The time was 12:13 p.m. when Mary Finlay Martin quit breathing. I was holding her hand when it happened.
The silence that follows death is overpowering. It was the loudest silence I ever heard. Like a hurricane of quiet, swallowing the world.
At first we said nothing. We simply looked at her body. Then the crying started. My wife’s mouth fell open but no sound came out. And I was still holding that slackened hand.
I stared at that hand for a long time.
Mother Mary was my mother-in-law. She was my friend. She was my comrade in troublemaking. She was my drinking buddy. Most guys aren’t all that crazy about their mothers-in-law, but I was.
She was every elderly woman you’ve met before. You’ve known hundreds of Marys in your lifetime. Maybe thousands.
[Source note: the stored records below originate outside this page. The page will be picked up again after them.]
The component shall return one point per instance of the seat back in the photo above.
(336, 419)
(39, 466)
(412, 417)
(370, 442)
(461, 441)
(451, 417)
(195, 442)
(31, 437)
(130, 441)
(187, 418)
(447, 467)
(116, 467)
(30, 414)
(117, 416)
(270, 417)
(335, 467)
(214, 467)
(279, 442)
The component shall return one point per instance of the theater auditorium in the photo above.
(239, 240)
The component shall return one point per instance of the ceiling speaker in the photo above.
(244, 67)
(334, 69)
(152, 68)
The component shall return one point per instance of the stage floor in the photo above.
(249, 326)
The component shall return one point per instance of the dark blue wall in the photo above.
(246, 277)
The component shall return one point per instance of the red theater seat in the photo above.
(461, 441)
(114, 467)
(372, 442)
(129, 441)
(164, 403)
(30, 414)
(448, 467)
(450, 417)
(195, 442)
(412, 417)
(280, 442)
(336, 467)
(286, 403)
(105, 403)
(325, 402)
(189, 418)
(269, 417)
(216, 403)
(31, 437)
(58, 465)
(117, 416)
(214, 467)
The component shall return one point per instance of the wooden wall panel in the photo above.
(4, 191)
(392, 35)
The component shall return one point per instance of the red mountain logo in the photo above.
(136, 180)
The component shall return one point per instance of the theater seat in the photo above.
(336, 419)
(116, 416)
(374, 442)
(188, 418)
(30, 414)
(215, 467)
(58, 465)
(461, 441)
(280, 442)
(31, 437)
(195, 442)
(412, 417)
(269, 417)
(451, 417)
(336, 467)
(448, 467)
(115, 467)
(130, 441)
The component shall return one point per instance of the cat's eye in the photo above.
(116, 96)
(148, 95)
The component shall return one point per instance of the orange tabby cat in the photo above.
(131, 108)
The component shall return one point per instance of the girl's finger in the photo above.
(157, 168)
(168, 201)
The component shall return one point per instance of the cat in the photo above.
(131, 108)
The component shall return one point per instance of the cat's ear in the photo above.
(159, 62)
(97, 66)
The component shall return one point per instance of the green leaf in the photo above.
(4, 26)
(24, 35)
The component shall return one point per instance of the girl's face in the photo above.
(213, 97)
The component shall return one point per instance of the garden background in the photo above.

She had the Merle Norman face, the Estée Lauder scent, and the Talbots clearance-rack wardrobe. She was everything marvelous about the unique brand of female who inhabits the Southeastern United States.
Her hair was snow white with hues of violet. Her voice
was Vivien Leigh, her eyes were Natalie Wood, her personality was Shirley Temple.
I’m not going to sit here and tell you she was a saint, because that would be untrue. And anyway, saints aren’t fun loving people like she was. Saints sit far away like statues. Saints belong in flower gardens and in ornate basilicas. No, this woman was real. And she was something else.
She was equally at home in a Civic League meeting as she was sitting on a deer stand. She could dance in a juke joint; she could host a Methodist banquet that would’ve made Emily Post look like a hack. She was fun. She was quirky. And above all, she was ours.
But right now as I look around her house, I see nothing but orphaned objects.